Environmental groups also asked for a filter study to verify that certified filters are effective for reducing lead in Benton Harbor water treated with the blended polyphosphate corrosion inhibitor that hasn't appeared to be working.
In an interview with The Detroit News this week, EGLE Director Liesl Clark said the state is committed to bringing safe drinking water to Benton Harbor.
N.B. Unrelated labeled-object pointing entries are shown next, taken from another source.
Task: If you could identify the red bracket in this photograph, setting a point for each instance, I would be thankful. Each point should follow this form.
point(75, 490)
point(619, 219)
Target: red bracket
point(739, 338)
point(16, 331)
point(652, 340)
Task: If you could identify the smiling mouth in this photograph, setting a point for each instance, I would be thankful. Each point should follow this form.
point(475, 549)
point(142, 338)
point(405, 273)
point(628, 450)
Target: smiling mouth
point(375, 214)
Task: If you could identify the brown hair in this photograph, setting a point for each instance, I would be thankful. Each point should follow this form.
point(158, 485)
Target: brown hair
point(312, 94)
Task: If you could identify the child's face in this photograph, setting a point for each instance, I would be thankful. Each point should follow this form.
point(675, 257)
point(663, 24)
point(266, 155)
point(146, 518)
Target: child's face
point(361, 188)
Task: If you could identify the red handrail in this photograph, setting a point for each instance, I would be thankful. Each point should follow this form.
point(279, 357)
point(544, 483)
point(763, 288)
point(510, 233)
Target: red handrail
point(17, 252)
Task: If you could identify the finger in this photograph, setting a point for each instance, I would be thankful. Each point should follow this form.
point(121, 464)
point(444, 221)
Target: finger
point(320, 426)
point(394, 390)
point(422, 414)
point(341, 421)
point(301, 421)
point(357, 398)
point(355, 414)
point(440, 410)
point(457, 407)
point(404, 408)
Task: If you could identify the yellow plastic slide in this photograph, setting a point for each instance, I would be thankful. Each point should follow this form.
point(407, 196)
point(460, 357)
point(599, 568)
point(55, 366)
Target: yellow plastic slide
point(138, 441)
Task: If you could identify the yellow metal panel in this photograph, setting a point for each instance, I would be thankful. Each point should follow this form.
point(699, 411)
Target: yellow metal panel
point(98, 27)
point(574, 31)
And that includes, she said, bottled water and filter distribution and getting the lead pipes out of the ground.
"We think there's an important sense of urgency and that's why we're talking about these actions steps that are being taken immediately of making sure that doors are knocked (on), that filters are in place and that water is distributed in the meantime and that we get the lead service lines out," Clark said.
"There's going to be a renewed effort to make sure that every door is knocked on, (water) filters to make sure everyone's got a functioning filter," she said. "In the meantime, there's going to be bottled water available to community members while we make sure the filters have been distributed and that people understand how to use them."
Nick Leonard, the executive director of the Great Lakes Environmental Law Center, said there are still unanswered questions regarding how many households will get bottled water.
"We know that things will be moving forward next week. We just want to make sure that those things are (as) efficient and effective as they can be," Leonard said, adding that he hopes the EPA will hold EGLE accountable down the line. "How I think about accountability is obviously, how did this happen and how can we make sure that it doesn't happen again."
Regina Strong, the environmental justice public advocate for EGLE, said the state is committed to "move forward with an education campaign that's really going to help the community understand" how water filters work and are installed correctly.
"We all know that Benton Harbor is an environmental justice community with a lot of challenges and one of the challenges can oftentimes reflect on how well things get out to the community," she said. "But as we've heard from the community, they feel like that's not enough."
Rev. Edward Pinkney, the president of the Benton Harbor Community Water Council, said he needs more details on how EGLE will handle the bottled water and filter distribution.
"I think it was more damage control. It sounds good, we're going to supply bottled water and we're going to a blitz with the water filters," Pinkney said. "If you give residents a water filter, you've got to educate them. We can't go there and just give them a water filter and tell them to read the directions. That is not going to work."
Pinkney said the state and county officials failed to tell residents that filters don't work with hot water and how to look out for signs when the filter isn't working or needs to be replaced.
"Talk don't really mean nothing. Action is what needs to take place," he said.